Non-degradable, hydrolytically-degradable, MMP-degradable, and mixed mode-degradable hydrogels were formed as depicted in Fig. 1. Briefly, solutions of 2 mM norbornene-functionalized 4-arm PEG macromer (PEG-ester-norbornene or PEG-amide-norbornene), 4 mM dithiol crosslinkers (PEGDT or MMP-degradable peptide), and 0.028 wt% of the photoinitiator LAP were prepared. The macromer solutions were pipetted into 1 mL syringes with the tips cut off (30 μL/syringe) and photopolymerized (∼5 mW/cm², 365 nm, 3 min). Polymerized hydrogels were incubated in 1 mL DPBS at 37 °C for 24 h before adding 1 μg/mL Collagenase Type II (Gibco).

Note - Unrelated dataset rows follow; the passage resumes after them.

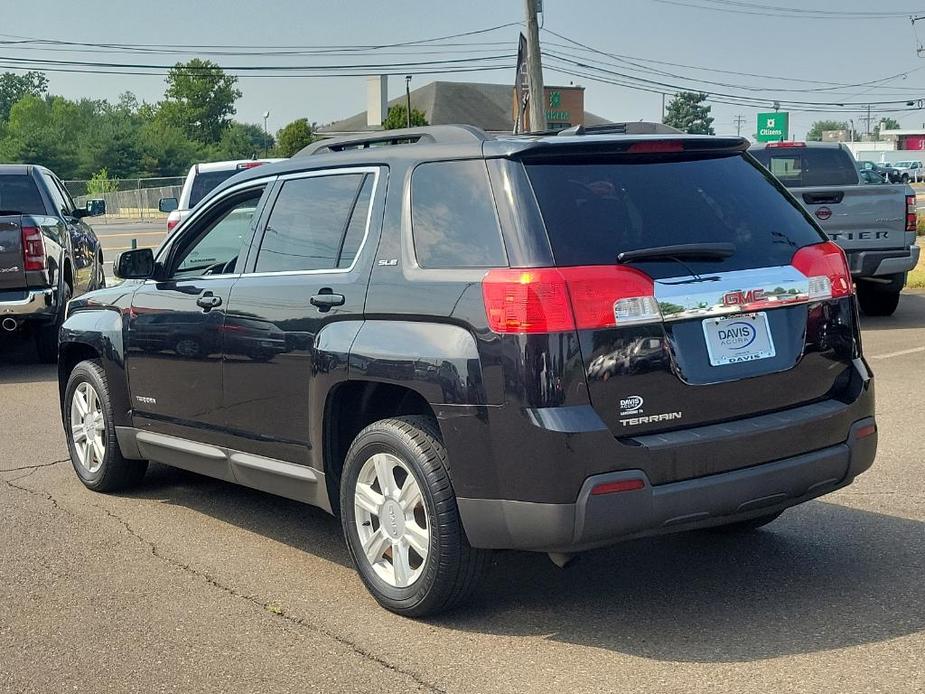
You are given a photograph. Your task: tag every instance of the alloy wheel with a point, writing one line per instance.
(88, 427)
(391, 520)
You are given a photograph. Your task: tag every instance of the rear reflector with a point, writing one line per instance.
(656, 146)
(547, 300)
(826, 267)
(33, 249)
(619, 486)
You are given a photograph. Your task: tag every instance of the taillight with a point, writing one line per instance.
(547, 300)
(33, 249)
(826, 267)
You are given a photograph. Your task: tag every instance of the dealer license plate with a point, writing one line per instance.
(744, 337)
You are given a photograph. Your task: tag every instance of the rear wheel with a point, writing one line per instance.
(401, 522)
(91, 434)
(877, 302)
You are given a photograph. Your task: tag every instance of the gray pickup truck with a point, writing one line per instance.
(874, 224)
(48, 253)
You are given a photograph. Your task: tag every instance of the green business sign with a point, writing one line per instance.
(773, 127)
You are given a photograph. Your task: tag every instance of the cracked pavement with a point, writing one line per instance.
(188, 584)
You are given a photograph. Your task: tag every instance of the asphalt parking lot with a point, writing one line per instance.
(190, 584)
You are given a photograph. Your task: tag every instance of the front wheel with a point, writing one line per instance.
(875, 302)
(401, 521)
(91, 434)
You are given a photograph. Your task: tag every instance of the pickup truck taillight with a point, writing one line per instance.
(826, 267)
(33, 249)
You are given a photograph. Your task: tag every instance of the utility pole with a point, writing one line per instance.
(535, 69)
(408, 98)
(739, 121)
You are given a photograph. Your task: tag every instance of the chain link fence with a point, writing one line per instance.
(131, 198)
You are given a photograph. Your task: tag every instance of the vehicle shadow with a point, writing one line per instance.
(19, 363)
(910, 314)
(821, 577)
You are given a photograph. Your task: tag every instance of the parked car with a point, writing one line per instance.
(48, 253)
(546, 343)
(875, 225)
(909, 170)
(200, 181)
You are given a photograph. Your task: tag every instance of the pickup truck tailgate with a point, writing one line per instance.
(862, 217)
(12, 272)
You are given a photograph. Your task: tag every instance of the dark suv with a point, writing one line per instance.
(458, 342)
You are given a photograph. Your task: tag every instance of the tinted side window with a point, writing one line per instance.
(356, 230)
(18, 193)
(308, 223)
(453, 216)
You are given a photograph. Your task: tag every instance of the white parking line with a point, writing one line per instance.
(901, 353)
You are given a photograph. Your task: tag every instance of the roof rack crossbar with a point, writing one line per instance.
(436, 134)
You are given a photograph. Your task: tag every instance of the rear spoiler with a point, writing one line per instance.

This concentration was identified via the literature [44,48,49] and preliminary dose-dependent degradation experiments. Compression testing was performed on hydrogels as a measure of temporal degradation. Specifically, using a Q-Test/5 material test frame with a 5 N load cell (MTS), Young's modulus values were computed from resistant force measurements after compressing hydrogels to 95% of their uncompressed heights. Every 48 h, enzyme was replaced (to account for enzyme inactivation) and compression testing was performed.